Nasz Marek pisze, że mają zielonkawy odcień blaszek. Znacie jeszcze jakieś szczegóły? Podajcie, proszę.
Niby są w Europie zachodniej, czy południowej, ale to przecież niedaleko. Skoro już grzyby z Australii są u nas...
Co do Macrolepiota rahodes - zjedliśmy w poniedziałek cały gar flaków z niej i czujemy się znakomicie.
Do Jarka:
cyt. "...później sekcja zwłok i tak wykaże ze to były toksyny takie jak w muchomorze zielonawym, i ciężko stwierdzić czy to była kania czy cos innego, jak główny zainteresowany już nie żyje"

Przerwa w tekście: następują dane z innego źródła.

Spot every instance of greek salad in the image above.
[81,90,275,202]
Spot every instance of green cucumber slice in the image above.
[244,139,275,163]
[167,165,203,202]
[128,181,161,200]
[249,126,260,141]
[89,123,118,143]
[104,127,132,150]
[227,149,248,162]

Jak dotąd nie wykazano chyba zawartosci amanityny, ani falotosyny w odmianie ogrodowej czubajki czerwieniejacej. Diagnostykę zatruć prowadzi się nie tylko po śmierci pacjenta, ale przede wszystkim PRZED jego zejściem - najczęściej można wtedy zbadać to, co zjadł (resztki potrawy, zarodniki z treści żołądka, wymiocin, kału) a zarodniki Amanita od Macrolepiota róznią się wyraźnie. Więc zdiagnozowanie gatunku jest możliwe.
Pokrętne wydaje się też rozumowanie, że śmietniskowe Macrolepiota wytworzą amanitynę a (białko...) nie śmietniskowe nie.